Custodial Parent's Responsibility

As I stated in a previous post my ex and I, my kids father, do not have a set visitation schedule in place. We have custody papers saying who has custody but nothing specifying set visitation. At the time, when we changed our custody order, my ex was joining the army and I guess he didn’t want to be tied down to a set schedule of seeing the kids. He is currently living three hours away from where the kids and I live and I was told that as long as I am letting him know when the kids are free then he cannot claim I am “keeping” the kids from him. There have been numerous times when he has come in town and sent me a text at 8:30PM saying he was on his way to get the kids. One time I told him we were out of town all weekend and another time they had a friend over. Is it wrong of me, and can he use it against me when we go to court, to not let him see the kids when he hasn’t made prior arrangements and expects me to just drop everything because he said so? Also, it is my responsibility as the primary care giver to make sure the kids call their father or is that his responsibility as their father? When the kids want to call him they are allowed to but they have gotten to the point where they don’t want to because he doesn’t answer his phone or only talks negatively about me when he does talk to them. They have invited him to every school activity they have had this school year and he hasn’t been to any of them. Do I need to try and force my kids to have a relationship with their father or is that his job to make sure he maintains one with them?

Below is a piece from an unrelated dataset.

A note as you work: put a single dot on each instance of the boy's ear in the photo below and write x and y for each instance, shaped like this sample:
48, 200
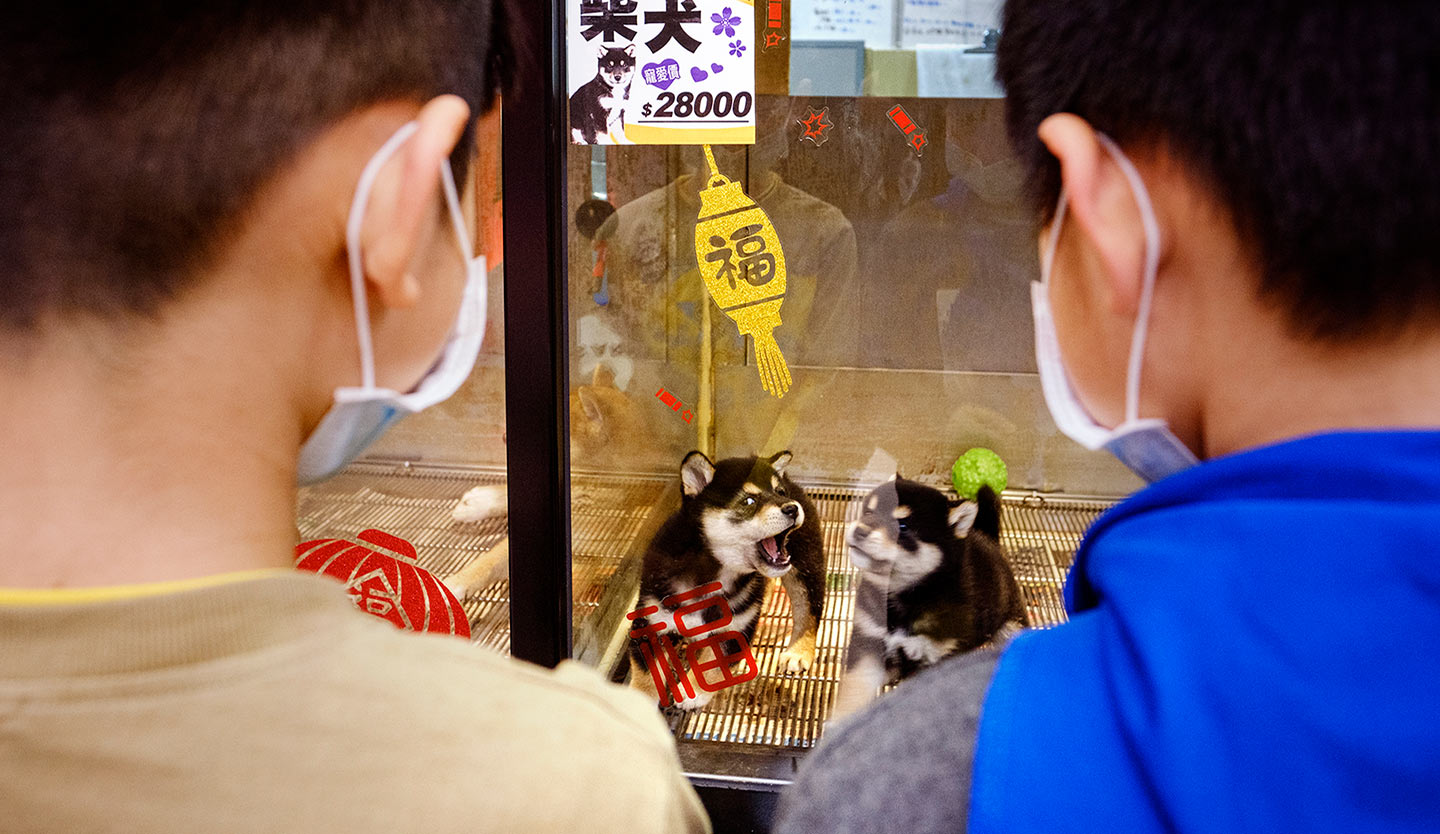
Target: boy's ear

It doesn’t sound like you are doing anything to alienate the children from their father, but if you want to be on the safe side, you should keep track of incidents when the children weren’t available for visits and why so that you can tell your story if necessary in court. Your court order may include provisions that you need to foster the love and relationship of the children with their father. Even if it doesn’t, you should try to help him maintain a relationship so that he doesn’t try to argue that against you to obtain custody.